Date: Wednesday, November 7th, 2018

Title: Titer Calculations and Plaque Assay

Rationale: The purpose of today’s lab is to calculate the titer of plates with plaque and attempt to web a plate.

Class Question: Is there a difference in bacteriophage presence or type in soil samples taken from live oaks vs those from red oaks?

Procedure:

1. An aseptic zone was set up and plaque assays were evaluated.
2. The plates yielded negative results so the experiment was combined with a partner’s who had positive results.
3. Plaques on the 10° and 10^-1 plates were counted.
   1. The 10° plate had 465 plaques present.
   2. The 10^-1 plate had 21 plaques present.
4. The following math was performed in order to determine the titer of each sample:
   1. For the 10° plate: (465 pfu ÷ 30 microliters) * (1000 microliters ÷ 1 mL) * (1, the dilution factor) = 15,500 pfu/mL.
   2. For the 10^-1 plate: (21 pfu ÷ 30 microliters) * (1000 microliters ÷ 1 mL) * (10, the dilution factor) = 7,000 pfu/mL.
5. A microscope and ruler were used in order to determine the diameter of the plates and the average diameter of plaques on each plate.
   1. The plate was determined to have a diameter of 8.5 cm.
   2. The plaques on the 10° plate were determined to have an average diameter of .1 cm.
   3. The plaques on the 10^-1 plate were determined to have an average diameter of .1 cm.
6. Using A=πr^2, the area of the plaques and the area of the plates were determined:
   1. Plates: A=πr^2=π(4.25 cm)^2=56.745 cm^2.
   2. Plaques:  A=πr^2=π(.05 cm)^2=.00785 cm^2.
7. The number of plaques needed to web a plate was determined to be 7.225×10^3 by dividing the area of the plate by the area of the plaques.
8. The amount of lysate needed to web a plate was determined for each dilution using the following math:
   1. 10° plate: (7.225×10^3 pfu) * (1 mL ÷ 15,500 pfu) = 482 microliters 10° lysate.
   2. 10^-1 plate: (7.225×10^3 pfu) * (1 mL ÷ 7,000 pfu) = 1.032 mL 10^-1 lysate.
9. A plaque assay was made for the 10^-1 dilution using the following formula:
   1. 4 mL LB broth
   2. 5 mL 2x Top Agar
   3. 45 microliters 1M CaCl2
10. 60 microliters of 10^-1 lysate was added to .5 mL arthrobacter and left for 15 minutes to infect in a culture tube.
11. 4.5 mL top agar solution was added to a control plate and 4.5 mL was added to the culture tube, pipetted, and added to a plate.
12. The plates were left for 15 minutes to harden before being incubated.

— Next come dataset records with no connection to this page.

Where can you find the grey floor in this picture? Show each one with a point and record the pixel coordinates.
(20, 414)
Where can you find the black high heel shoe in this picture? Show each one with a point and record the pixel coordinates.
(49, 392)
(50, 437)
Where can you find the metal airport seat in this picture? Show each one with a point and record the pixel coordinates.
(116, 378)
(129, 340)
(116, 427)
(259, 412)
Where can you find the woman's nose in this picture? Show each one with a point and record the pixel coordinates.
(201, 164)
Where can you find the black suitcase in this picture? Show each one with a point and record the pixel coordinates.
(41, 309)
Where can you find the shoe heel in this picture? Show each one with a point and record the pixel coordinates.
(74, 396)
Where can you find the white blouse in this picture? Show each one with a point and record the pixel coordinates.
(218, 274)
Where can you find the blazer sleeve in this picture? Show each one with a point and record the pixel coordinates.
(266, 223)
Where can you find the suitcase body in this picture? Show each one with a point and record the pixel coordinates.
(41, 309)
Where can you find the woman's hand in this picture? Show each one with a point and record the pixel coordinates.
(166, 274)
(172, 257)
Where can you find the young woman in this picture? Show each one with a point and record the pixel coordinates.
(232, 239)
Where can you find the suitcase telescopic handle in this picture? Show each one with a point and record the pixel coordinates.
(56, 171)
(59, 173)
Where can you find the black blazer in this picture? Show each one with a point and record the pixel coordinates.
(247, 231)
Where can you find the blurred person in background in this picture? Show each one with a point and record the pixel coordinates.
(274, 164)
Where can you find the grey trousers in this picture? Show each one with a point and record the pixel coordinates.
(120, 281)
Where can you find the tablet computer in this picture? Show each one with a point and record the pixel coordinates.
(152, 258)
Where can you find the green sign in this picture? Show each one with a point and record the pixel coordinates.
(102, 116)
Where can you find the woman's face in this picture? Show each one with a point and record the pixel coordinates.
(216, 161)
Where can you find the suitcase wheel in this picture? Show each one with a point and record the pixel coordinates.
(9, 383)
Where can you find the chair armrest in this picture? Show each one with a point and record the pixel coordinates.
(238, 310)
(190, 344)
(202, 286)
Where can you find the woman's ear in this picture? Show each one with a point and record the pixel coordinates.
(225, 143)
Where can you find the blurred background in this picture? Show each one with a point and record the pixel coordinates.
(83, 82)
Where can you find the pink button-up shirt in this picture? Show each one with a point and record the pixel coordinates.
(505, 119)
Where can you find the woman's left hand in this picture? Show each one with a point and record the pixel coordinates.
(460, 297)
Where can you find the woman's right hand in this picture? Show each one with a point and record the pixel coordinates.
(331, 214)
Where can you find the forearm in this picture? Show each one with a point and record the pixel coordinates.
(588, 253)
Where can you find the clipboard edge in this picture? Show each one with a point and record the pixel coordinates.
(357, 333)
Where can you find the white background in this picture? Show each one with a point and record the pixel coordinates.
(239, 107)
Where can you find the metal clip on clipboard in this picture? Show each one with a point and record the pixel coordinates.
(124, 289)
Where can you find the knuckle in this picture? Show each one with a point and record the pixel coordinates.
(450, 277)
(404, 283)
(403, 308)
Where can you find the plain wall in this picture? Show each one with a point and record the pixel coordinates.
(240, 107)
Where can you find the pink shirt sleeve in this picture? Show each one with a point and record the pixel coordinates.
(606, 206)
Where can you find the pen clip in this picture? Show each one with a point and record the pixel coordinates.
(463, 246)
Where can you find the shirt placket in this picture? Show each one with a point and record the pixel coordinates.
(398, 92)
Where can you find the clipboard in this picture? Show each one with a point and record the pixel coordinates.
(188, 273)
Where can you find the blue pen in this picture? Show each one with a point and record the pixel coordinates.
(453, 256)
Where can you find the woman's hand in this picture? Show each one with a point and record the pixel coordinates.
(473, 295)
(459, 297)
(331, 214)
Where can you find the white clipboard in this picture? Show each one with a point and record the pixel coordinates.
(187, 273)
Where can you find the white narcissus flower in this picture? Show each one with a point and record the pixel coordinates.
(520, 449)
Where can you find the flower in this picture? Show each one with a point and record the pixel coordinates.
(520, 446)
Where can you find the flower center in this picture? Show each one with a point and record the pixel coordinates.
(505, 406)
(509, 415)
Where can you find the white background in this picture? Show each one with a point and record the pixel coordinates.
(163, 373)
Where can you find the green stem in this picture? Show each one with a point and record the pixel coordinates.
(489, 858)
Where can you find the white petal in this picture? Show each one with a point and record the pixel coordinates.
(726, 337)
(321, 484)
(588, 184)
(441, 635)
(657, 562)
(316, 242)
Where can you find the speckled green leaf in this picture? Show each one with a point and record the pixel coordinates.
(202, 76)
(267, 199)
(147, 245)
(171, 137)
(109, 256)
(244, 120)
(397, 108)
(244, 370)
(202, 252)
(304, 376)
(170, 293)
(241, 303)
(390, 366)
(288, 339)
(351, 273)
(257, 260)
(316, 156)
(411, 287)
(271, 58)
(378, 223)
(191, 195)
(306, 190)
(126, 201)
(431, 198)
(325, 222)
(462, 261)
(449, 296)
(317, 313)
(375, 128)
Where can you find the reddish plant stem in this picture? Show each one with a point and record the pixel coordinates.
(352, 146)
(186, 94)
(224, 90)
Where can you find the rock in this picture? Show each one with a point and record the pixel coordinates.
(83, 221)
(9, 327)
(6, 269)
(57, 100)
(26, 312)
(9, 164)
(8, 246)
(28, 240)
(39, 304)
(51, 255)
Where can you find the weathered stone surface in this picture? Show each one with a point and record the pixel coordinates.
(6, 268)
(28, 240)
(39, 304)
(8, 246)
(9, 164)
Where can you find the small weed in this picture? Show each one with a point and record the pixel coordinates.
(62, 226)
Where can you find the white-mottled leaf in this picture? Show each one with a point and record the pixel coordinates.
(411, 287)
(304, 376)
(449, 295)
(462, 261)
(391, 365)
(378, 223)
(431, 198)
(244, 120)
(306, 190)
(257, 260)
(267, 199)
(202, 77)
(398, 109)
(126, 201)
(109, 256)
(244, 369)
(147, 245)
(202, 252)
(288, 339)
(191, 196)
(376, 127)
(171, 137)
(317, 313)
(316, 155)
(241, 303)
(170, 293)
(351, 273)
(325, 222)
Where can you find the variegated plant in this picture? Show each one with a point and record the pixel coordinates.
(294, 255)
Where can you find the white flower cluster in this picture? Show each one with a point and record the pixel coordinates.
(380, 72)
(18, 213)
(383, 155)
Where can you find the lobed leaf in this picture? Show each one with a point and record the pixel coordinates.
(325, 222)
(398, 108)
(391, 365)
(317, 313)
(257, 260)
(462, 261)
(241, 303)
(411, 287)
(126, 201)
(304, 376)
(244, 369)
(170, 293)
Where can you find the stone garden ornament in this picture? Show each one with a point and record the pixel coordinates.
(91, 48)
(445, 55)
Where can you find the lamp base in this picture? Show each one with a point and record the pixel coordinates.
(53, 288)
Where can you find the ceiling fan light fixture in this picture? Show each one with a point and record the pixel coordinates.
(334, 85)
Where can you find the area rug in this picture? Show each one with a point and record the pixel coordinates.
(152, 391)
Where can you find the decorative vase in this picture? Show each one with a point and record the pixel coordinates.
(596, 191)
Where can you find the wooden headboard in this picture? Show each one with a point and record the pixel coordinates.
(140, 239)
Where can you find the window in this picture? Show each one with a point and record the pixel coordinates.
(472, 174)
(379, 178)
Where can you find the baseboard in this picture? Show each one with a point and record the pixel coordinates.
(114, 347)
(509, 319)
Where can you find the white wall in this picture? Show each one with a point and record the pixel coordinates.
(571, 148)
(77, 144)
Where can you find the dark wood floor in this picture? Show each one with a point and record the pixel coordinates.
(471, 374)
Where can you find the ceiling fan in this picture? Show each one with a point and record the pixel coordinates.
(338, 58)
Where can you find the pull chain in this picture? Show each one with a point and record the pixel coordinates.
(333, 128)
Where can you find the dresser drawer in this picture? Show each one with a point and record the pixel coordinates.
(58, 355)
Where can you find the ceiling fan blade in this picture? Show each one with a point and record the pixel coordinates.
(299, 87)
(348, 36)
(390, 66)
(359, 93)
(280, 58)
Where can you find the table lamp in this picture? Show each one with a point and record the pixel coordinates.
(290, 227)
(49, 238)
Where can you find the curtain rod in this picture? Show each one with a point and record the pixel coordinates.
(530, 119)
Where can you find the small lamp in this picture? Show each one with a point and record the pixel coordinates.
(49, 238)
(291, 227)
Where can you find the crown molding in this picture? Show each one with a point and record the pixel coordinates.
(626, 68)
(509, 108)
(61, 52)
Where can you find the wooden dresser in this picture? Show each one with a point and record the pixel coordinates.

Observations: Below are the results of the last experiment. The contamination is unlike contamination seen before. It has spots throughout the plate as well as tendril-like patterns throughout the plate. Most of the LB broth and top agar in the autoclave are contaminated and it’s unclear why. It’s possible the autoclave wasn’t turned on or simply didn’t kill everything. The middle plate is the 10^-1 plate borrowed from a lab partner.

Results: This experiment yielded a plaque assay that will hopefully be close to webbed so that it can be flooded.

Next Step: The next step is to flood the plate in order to get the phage from the plate into phage buffer.